Detection Theory, ROC/PR Curves, and Operating Points

Detection Theory, ROC/PR Curves, and Operating Points curated visual

Visual: detection-score distributions with threshold slider connected to confusion matrix, ROC curve, PR curve, operating point, and calibration.

A detector turns uncertain evidence into an action. The first-principles problem is not "maximize accuracy"; it is deciding when evidence is strong enough to declare a hypothesis under asymmetric costs, class imbalance, and downstream risk. ROC and precision-recall curves are ways to visualize this threshold choice, but deployment requires a specific operating point.

In perception, this appears everywhere: radar CFAR thresholds, camera object detection confidence, occupancy cell decisions, anomaly monitors, map-change detection, and gating of track associations.

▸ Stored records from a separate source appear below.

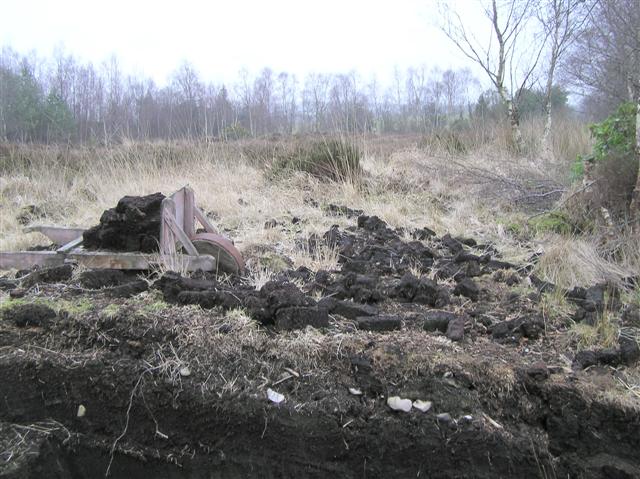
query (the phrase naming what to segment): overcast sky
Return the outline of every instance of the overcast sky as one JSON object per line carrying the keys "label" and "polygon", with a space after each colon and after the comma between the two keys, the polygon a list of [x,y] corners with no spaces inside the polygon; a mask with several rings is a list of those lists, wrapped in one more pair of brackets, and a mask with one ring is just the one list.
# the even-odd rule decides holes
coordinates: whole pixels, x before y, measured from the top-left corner
{"label": "overcast sky", "polygon": [[[481,31],[478,0],[456,2]],[[2,0],[0,42],[96,64],[115,54],[125,72],[161,85],[184,60],[215,82],[243,67],[386,82],[394,67],[472,66],[437,23],[436,0]]]}

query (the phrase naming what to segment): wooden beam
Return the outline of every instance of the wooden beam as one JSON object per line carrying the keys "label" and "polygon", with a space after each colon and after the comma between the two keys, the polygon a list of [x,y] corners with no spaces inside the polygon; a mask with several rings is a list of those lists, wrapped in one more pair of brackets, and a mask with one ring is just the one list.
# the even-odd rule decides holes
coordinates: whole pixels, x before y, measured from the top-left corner
{"label": "wooden beam", "polygon": [[82,236],[85,232],[85,228],[67,228],[64,226],[28,226],[23,229],[25,233],[42,233],[51,240],[52,243],[57,245],[67,244],[69,241],[73,241],[78,236]]}
{"label": "wooden beam", "polygon": [[55,251],[0,252],[0,270],[60,266],[64,264],[64,259],[64,255]]}
{"label": "wooden beam", "polygon": [[216,260],[213,256],[153,255],[144,253],[111,253],[107,251],[79,251],[67,254],[67,258],[91,269],[150,269],[157,264],[179,263],[187,271],[201,269],[214,271]]}
{"label": "wooden beam", "polygon": [[169,227],[169,217],[175,217],[176,204],[171,198],[162,200],[162,221],[160,222],[160,253],[176,252],[176,237]]}
{"label": "wooden beam", "polygon": [[216,260],[210,255],[153,255],[143,253],[111,253],[108,251],[19,251],[0,252],[0,270],[23,269],[32,266],[60,266],[73,261],[91,269],[150,269],[158,264],[179,264],[187,271],[215,271]]}
{"label": "wooden beam", "polygon": [[61,253],[66,253],[69,250],[72,250],[73,248],[80,246],[80,244],[83,241],[83,237],[82,236],[78,236],[76,239],[74,239],[73,241],[69,241],[66,245],[64,246],[60,246],[60,248],[58,248],[56,250],[56,253],[61,254]]}
{"label": "wooden beam", "polygon": [[218,234],[218,231],[213,227],[213,225],[209,222],[209,220],[207,219],[207,217],[204,215],[204,213],[200,210],[200,208],[198,208],[197,206],[194,205],[193,207],[193,213],[195,214],[196,219],[200,222],[200,224],[202,226],[204,226],[204,229],[207,230],[207,233],[214,233],[214,234]]}
{"label": "wooden beam", "polygon": [[173,211],[173,218],[175,219],[176,225],[184,231],[184,188],[180,188],[174,194],[171,195],[171,199],[173,200],[175,209]]}
{"label": "wooden beam", "polygon": [[193,190],[188,186],[184,187],[184,227],[183,230],[187,237],[193,238],[196,234],[196,226],[195,226],[195,212],[193,209],[195,208],[195,195]]}
{"label": "wooden beam", "polygon": [[173,232],[174,235],[176,235],[176,238],[178,238],[180,243],[182,243],[182,246],[184,246],[184,249],[187,251],[187,253],[190,254],[191,256],[198,256],[198,250],[196,249],[195,246],[193,246],[193,243],[191,242],[189,237],[186,235],[186,233],[182,231],[182,228],[180,228],[176,224],[175,219],[170,215],[167,215],[164,221],[167,223],[167,225],[169,225],[169,228],[171,228],[171,231]]}

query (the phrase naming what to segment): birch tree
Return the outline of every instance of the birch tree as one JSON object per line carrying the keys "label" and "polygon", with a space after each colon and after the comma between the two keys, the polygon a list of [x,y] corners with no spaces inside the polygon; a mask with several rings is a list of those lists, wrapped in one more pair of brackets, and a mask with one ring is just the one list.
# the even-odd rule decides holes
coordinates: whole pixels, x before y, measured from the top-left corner
{"label": "birch tree", "polygon": [[441,3],[444,33],[491,81],[504,105],[518,152],[525,148],[516,108],[518,95],[533,82],[544,50],[544,39],[538,38],[536,45],[530,28],[535,4],[533,0],[491,0],[484,6],[490,37],[482,43],[449,3]]}
{"label": "birch tree", "polygon": [[[591,6],[590,6],[591,5]],[[544,35],[549,44],[549,65],[545,85],[545,124],[542,133],[542,154],[551,158],[551,129],[553,116],[551,112],[551,94],[556,78],[556,69],[571,47],[572,41],[580,34],[589,12],[593,8],[585,0],[546,0],[538,10],[537,17],[542,25]]]}

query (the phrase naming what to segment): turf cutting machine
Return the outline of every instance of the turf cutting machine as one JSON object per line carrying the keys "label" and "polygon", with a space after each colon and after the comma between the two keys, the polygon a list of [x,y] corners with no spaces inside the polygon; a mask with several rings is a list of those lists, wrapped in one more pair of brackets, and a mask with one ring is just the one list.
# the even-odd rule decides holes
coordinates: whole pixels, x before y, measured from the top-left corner
{"label": "turf cutting machine", "polygon": [[[187,271],[215,271],[241,274],[242,255],[219,234],[195,204],[195,195],[185,186],[162,200],[159,252],[93,251],[83,248],[83,228],[30,226],[25,232],[40,232],[58,248],[54,251],[0,252],[0,270],[33,266],[58,266],[67,262],[90,269],[146,270],[154,264],[175,265]],[[199,223],[204,232],[196,230]]]}

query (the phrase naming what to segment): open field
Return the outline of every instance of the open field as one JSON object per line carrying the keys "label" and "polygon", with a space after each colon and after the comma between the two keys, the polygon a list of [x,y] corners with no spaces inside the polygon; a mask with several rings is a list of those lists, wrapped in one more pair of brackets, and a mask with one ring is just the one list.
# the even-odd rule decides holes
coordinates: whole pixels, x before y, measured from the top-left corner
{"label": "open field", "polygon": [[[589,148],[564,131],[554,161],[352,137],[361,171],[339,181],[278,166],[309,138],[0,147],[2,251],[190,185],[247,264],[141,273],[127,297],[79,269],[0,292],[0,476],[640,477],[640,245],[540,221]],[[25,305],[53,316],[25,327]]]}

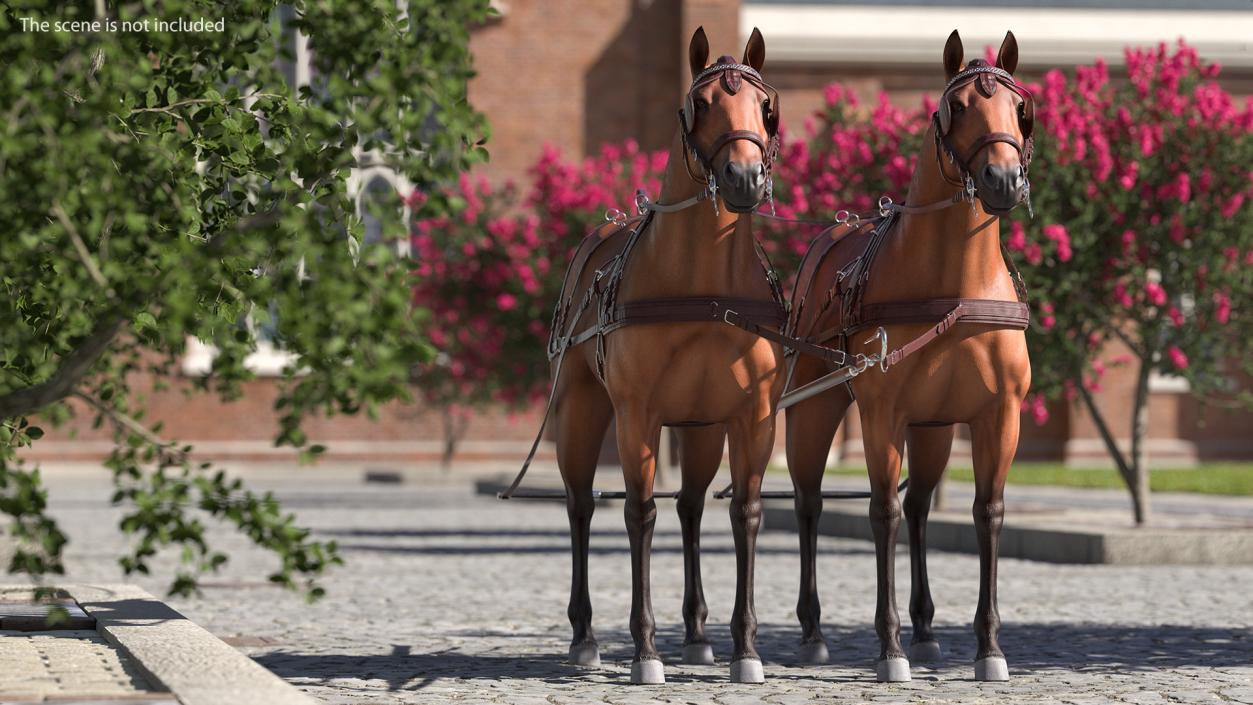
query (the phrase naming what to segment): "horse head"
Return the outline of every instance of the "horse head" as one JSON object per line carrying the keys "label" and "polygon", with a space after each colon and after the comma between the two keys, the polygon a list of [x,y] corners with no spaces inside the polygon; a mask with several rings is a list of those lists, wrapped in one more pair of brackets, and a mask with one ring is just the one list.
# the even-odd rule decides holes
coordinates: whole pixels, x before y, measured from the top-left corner
{"label": "horse head", "polygon": [[948,82],[932,120],[937,153],[947,153],[960,173],[950,175],[943,162],[940,171],[945,179],[978,195],[984,210],[993,215],[1005,215],[1019,203],[1029,203],[1030,197],[1027,168],[1035,107],[1031,93],[1014,79],[1017,67],[1013,32],[1005,33],[995,65],[972,59],[963,67],[957,30],[944,45]]}
{"label": "horse head", "polygon": [[[688,173],[714,185],[727,209],[751,212],[770,195],[777,150],[779,94],[761,77],[766,43],[753,29],[744,56],[719,57],[712,65],[704,28],[692,34],[688,62],[692,85],[679,110]],[[693,173],[689,153],[702,170]]]}

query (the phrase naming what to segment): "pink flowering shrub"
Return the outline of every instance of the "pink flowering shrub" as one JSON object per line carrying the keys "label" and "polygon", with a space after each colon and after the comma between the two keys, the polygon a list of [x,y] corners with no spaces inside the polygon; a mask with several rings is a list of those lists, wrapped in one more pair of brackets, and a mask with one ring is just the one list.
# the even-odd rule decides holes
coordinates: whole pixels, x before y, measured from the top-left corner
{"label": "pink flowering shrub", "polygon": [[1126,61],[1125,82],[1098,60],[1033,87],[1036,218],[1006,238],[1034,299],[1033,386],[1093,389],[1120,339],[1141,379],[1225,393],[1253,333],[1232,305],[1253,300],[1253,106],[1185,44]]}

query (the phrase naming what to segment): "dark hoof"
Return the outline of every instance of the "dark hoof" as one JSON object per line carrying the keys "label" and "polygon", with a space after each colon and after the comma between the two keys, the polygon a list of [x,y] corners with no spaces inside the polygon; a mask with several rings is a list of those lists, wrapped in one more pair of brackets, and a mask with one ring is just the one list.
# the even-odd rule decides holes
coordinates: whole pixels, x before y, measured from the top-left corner
{"label": "dark hoof", "polygon": [[570,645],[570,663],[575,666],[600,666],[600,647],[594,641]]}
{"label": "dark hoof", "polygon": [[796,657],[806,666],[821,666],[831,660],[831,654],[827,651],[827,642],[806,641],[796,651]]}
{"label": "dark hoof", "polygon": [[631,685],[662,685],[666,682],[666,667],[655,658],[631,664]]}
{"label": "dark hoof", "polygon": [[909,661],[900,658],[885,658],[875,664],[875,678],[880,683],[908,683]]}
{"label": "dark hoof", "polygon": [[941,656],[940,642],[935,639],[909,645],[909,660],[918,663],[935,663]]}
{"label": "dark hoof", "polygon": [[683,663],[689,666],[714,665],[714,647],[708,642],[703,644],[684,644]]}

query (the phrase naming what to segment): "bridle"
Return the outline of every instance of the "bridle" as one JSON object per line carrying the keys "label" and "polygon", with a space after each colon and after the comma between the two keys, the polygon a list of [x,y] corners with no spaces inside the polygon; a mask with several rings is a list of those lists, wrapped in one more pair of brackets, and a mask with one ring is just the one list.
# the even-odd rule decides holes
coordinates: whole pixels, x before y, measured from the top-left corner
{"label": "bridle", "polygon": [[[769,139],[762,139],[760,134],[752,130],[729,130],[719,135],[713,141],[713,144],[710,145],[708,151],[701,149],[692,134],[696,129],[697,118],[695,94],[697,90],[715,80],[721,80],[723,89],[731,95],[738,93],[745,81],[766,94],[764,120],[766,134]],[[770,201],[773,209],[774,183],[771,178],[771,171],[774,167],[774,160],[779,154],[779,92],[769,83],[766,83],[757,69],[747,64],[720,60],[718,63],[696,74],[692,78],[692,85],[683,96],[683,107],[679,109],[679,134],[683,140],[683,165],[687,169],[687,174],[693,181],[705,184],[705,190],[691,199],[670,206],[652,203],[647,197],[641,198],[642,194],[637,194],[637,208],[641,209],[641,211],[648,209],[660,212],[673,212],[687,208],[699,201],[713,200],[714,211],[717,212],[718,201],[715,196],[718,193],[718,179],[714,173],[713,159],[727,145],[744,140],[752,142],[761,150],[762,164],[766,169],[766,200]],[[692,170],[691,155],[695,155],[697,162],[700,164],[701,174],[699,176]]]}
{"label": "bridle", "polygon": [[[997,86],[1005,86],[1008,90],[1017,94],[1022,98],[1022,103],[1018,106],[1018,129],[1022,132],[1023,142],[1019,142],[1018,138],[1008,132],[989,132],[975,140],[974,144],[966,148],[965,154],[962,154],[953,143],[949,140],[949,130],[953,125],[952,108],[949,106],[949,94],[969,83],[977,82],[976,88],[985,97],[991,97],[996,93]],[[1031,167],[1031,156],[1035,151],[1035,139],[1032,137],[1032,131],[1035,127],[1035,101],[1031,97],[1031,92],[1014,80],[1014,77],[1005,69],[991,66],[981,59],[975,59],[970,62],[967,67],[953,76],[944,86],[943,92],[940,93],[940,104],[936,107],[935,113],[931,115],[932,122],[935,123],[935,159],[939,166],[940,176],[949,184],[964,189],[964,195],[972,203],[975,194],[978,191],[975,186],[974,177],[971,175],[970,163],[990,145],[997,143],[1008,144],[1018,152],[1018,161],[1022,164],[1023,176],[1026,178]],[[957,167],[958,176],[956,178],[949,175],[944,168],[943,155],[948,155],[948,160],[953,166]],[[1023,192],[1023,203],[1027,206],[1027,212],[1031,213],[1031,181],[1027,179],[1026,187]]]}

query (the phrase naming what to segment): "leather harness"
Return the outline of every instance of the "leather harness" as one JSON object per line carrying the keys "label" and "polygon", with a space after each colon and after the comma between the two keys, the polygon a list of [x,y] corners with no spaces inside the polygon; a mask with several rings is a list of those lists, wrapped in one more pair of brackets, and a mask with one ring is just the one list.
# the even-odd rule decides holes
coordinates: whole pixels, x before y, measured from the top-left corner
{"label": "leather harness", "polygon": [[[992,76],[992,78],[986,79],[985,74]],[[771,133],[769,142],[763,140],[755,132],[733,130],[719,136],[714,141],[711,151],[706,153],[691,140],[691,133],[695,123],[692,93],[696,88],[720,76],[723,77],[724,86],[728,83],[726,77],[731,76],[733,79],[731,83],[735,85],[738,85],[739,81],[747,79],[753,85],[766,91],[769,96],[768,106],[770,110],[766,116],[767,127]],[[1030,101],[1030,95],[1021,92],[1021,89],[1017,88],[1017,84],[1013,82],[1012,77],[1008,73],[995,67],[988,68],[982,62],[972,61],[965,71],[959,73],[945,86],[944,94],[941,96],[943,108],[947,109],[946,99],[949,91],[973,80],[995,80],[1005,85],[1011,85],[1011,90],[1024,95],[1024,101]],[[1029,125],[1025,122],[1023,123],[1024,136],[1027,140],[1025,148],[1012,135],[992,133],[978,140],[968,150],[968,154],[963,159],[957,156],[955,150],[952,149],[948,142],[947,132],[951,116],[941,116],[939,111],[937,111],[932,116],[932,119],[935,121],[937,128],[936,158],[937,160],[940,159],[942,150],[948,153],[951,161],[958,164],[961,169],[961,176],[964,177],[963,181],[959,182],[959,185],[965,187],[964,192],[959,192],[950,200],[927,206],[896,205],[892,204],[890,199],[882,199],[877,216],[865,221],[858,218],[856,224],[853,224],[842,237],[832,238],[829,236],[829,233],[834,227],[850,224],[849,216],[846,213],[842,220],[837,218],[837,225],[824,229],[818,238],[810,244],[808,251],[801,260],[801,269],[797,278],[796,289],[793,293],[794,303],[792,306],[789,306],[784,299],[778,275],[770,264],[765,250],[762,249],[761,243],[756,239],[754,239],[754,245],[762,269],[770,283],[773,299],[771,301],[738,297],[682,297],[619,302],[618,290],[631,252],[635,244],[647,231],[652,223],[653,216],[657,212],[682,210],[702,200],[713,200],[714,208],[717,209],[717,185],[711,160],[722,148],[736,140],[747,140],[756,144],[762,150],[763,161],[767,169],[767,183],[770,183],[769,170],[778,149],[776,133],[778,121],[777,93],[761,79],[760,74],[756,70],[749,66],[734,64],[729,61],[720,61],[718,64],[698,74],[688,91],[683,109],[679,111],[679,122],[684,145],[684,161],[687,164],[689,174],[691,173],[691,163],[688,161],[690,152],[696,155],[704,170],[703,180],[698,179],[694,174],[692,174],[692,178],[706,184],[707,188],[700,195],[683,203],[669,205],[651,203],[646,196],[638,193],[636,195],[636,204],[641,211],[641,215],[627,218],[620,212],[615,213],[611,211],[610,214],[607,214],[607,217],[612,221],[610,224],[617,226],[617,230],[607,234],[604,228],[610,224],[606,224],[606,226],[593,230],[584,238],[570,262],[567,277],[562,283],[557,306],[553,311],[552,328],[548,341],[548,357],[550,361],[556,361],[556,374],[560,375],[562,360],[567,351],[595,339],[596,374],[603,383],[605,336],[630,325],[720,322],[733,325],[753,335],[778,343],[784,347],[785,354],[788,356],[798,352],[804,353],[819,357],[836,367],[851,367],[856,364],[860,367],[859,371],[877,363],[880,369],[885,372],[889,367],[899,364],[909,355],[921,350],[936,338],[944,335],[957,323],[977,323],[1017,330],[1026,329],[1030,321],[1030,311],[1026,303],[1026,288],[1023,285],[1022,275],[1009,257],[1006,257],[1005,260],[1012,270],[1015,291],[1018,297],[1016,302],[987,299],[928,299],[923,301],[874,303],[863,303],[862,301],[875,256],[888,233],[899,220],[902,212],[931,212],[956,205],[963,200],[963,197],[965,199],[973,199],[973,180],[969,174],[968,164],[979,150],[990,144],[1007,142],[1013,145],[1023,157],[1024,169],[1030,160],[1031,139]],[[1020,113],[1020,120],[1023,120],[1022,113]],[[940,172],[946,180],[951,182],[950,177],[944,172],[942,163]],[[991,222],[992,219],[989,219],[988,222],[976,228],[976,231],[981,230]],[[573,296],[567,296],[566,285],[571,281],[577,282],[579,280],[580,274],[587,266],[587,262],[601,245],[627,229],[629,229],[629,232],[622,250],[614,255],[606,263],[605,267],[596,272],[591,285],[584,292],[579,303],[576,304]],[[842,309],[840,324],[835,328],[815,335],[799,337],[797,328],[799,326],[800,314],[805,308],[808,295],[821,264],[831,254],[837,244],[849,241],[852,237],[864,237],[866,239],[865,247],[856,253],[855,258],[839,272],[831,288],[825,292],[818,315],[814,319],[815,321],[820,320],[826,310],[838,300]],[[1002,245],[1003,249],[1004,245]],[[593,304],[597,304],[596,322],[576,333],[574,327]],[[918,323],[935,323],[935,325],[905,345],[890,352],[887,350],[886,334],[881,332],[879,335],[882,338],[883,354],[874,358],[846,352],[848,337],[853,333],[872,326]],[[832,340],[837,339],[837,344],[828,344]],[[788,382],[790,383],[790,381],[789,376]],[[512,496],[521,484],[522,478],[534,459],[535,453],[539,448],[540,439],[543,437],[553,402],[555,401],[556,390],[557,380],[554,379],[544,418],[540,423],[540,429],[536,435],[535,442],[532,444],[531,452],[528,454],[521,471],[510,487],[498,495],[501,499],[508,499]],[[692,422],[684,425],[698,423],[705,425],[704,422]]]}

2. Binary Detection From First Principles

There are two hypotheses:

text

H0: target/event absent
H1: target/event present

A sensor produces observation z. A detector computes a statistic s(z) and compares it to a threshold:

text

decide H1 if s(z) >= tau
decide H0 otherwise

For known probability models, the likelihood ratio is the canonical statistic:

text

Lambda(z) = p(z | H1) / p(z | H0)

The Neyman-Pearson result says that, for simple hypotheses, a likelihood-ratio test is most powerful for a fixed false-alarm probability:

text

decide H1 if Lambda(z) >= eta

Modern neural detectors rarely expose clean likelihoods, but their confidence scores still play the same operational role: sort examples by evidence strength and choose a threshold.

3. Confusion Matrix

For a fixed threshold:

	Truth positive	Truth negative
predict positive	TP	FP
predict negative	FN	TN

Core rates:

text

TPR = recall = TP / (TP + FN)
FNR = FN / (TP + FN) = 1 - TPR
FPR = FP / (FP + TN)
TNR = specificity = TN / (FP + TN)
precision = TP / (TP + FP)

Accuracy can be misleading:

text

accuracy = (TP + TN) / (TP + FP + FN + TN)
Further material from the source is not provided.